TITLE:
Conceptual Model of Aquifers in the Bedrock Zone of the Marahoué Watershed (Centre-West of Ivory Coast)
AUTHORS:
Kouassi Désiré Bouatrin, Innocent Kouassi Kouame, Aristide Gountôh Douagui, Kouamé Auguste Kouassi, Bi Tié Albert Goula
KEYWORDS:
Marahoué Watershed, Conceptual Model, Ivory Coast
JOURNAL NAME:
Journal of Geoscience and Environment Protection,
Vol.10 No.7,
July
27,
2022
ABSTRACT: Marahoué watershed, located in the Center West of Côte d’Ivoire, has
experienced significant population growth in recent decades. And a major
economic boom linked to intense agricultural activity and the presence of
certain industries. This population growth is also accompanied by seasonal
water shortages. Hence it needs to better manage the basin’s groundwater, which is a permanent resource
and more resistant than surface water to climatic hazards. The objective of
this study is therefore to propose a conceptual model of hydrogeological flow
for the sustainable exploitation of groundwater resources in the Marahoué
watershed. The establishment of the conceptual model was carried out in two
stages. The first step consisted in defining the stratigraphic units. For this
purpose, three units have been defined. These are the layer of alterite, the
useful fissured horizon and the sound basement. The thickness of the layer of
alterite varies from 0 to 80 m with an average of 26 m. As for the useful
fissured horizon, its thickness is between 43 and 46.5 with an average of 45 m.

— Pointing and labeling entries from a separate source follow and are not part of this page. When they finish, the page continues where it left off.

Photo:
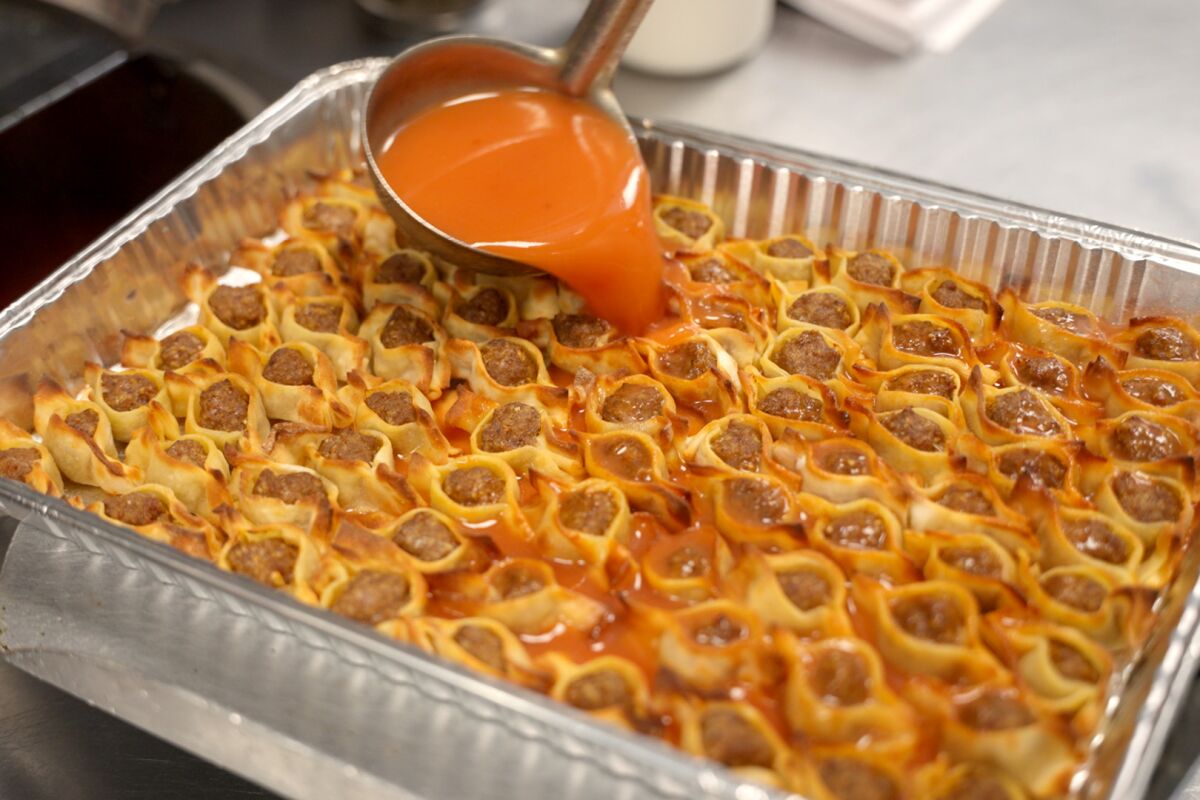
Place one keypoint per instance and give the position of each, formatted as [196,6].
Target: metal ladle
[455,66]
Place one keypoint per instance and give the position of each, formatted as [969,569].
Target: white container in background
[691,37]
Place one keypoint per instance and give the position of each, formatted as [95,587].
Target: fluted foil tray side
[312,705]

In addition, the roof of the basement presents a slightly uneven morphology
with a North-West, South-East dip and the altitudes are between 150 and 390 m. The second
step corresponds to the phase of determining the hydrodynamic parameters.

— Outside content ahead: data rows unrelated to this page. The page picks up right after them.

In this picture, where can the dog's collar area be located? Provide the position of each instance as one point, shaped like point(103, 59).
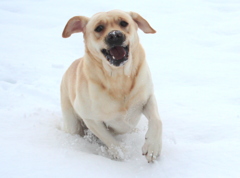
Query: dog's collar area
point(117, 55)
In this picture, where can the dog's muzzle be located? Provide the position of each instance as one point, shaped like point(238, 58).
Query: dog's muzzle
point(117, 53)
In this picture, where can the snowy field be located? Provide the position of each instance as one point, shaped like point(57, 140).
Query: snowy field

During this phase, the crack porosity, the
transmissivity, the conductivity, the storage coefficient, the hydrological
balance and the piezometric map were determined. Indeed, these parameters (the
crack porosity, the transmissivity, the conductivity and the storage coefficient) confirm not only the
heterogeneity of the medium but that the cracked horizon is sufficiently
porous to be assimilated to an equivalent continuous medium during the
simulation.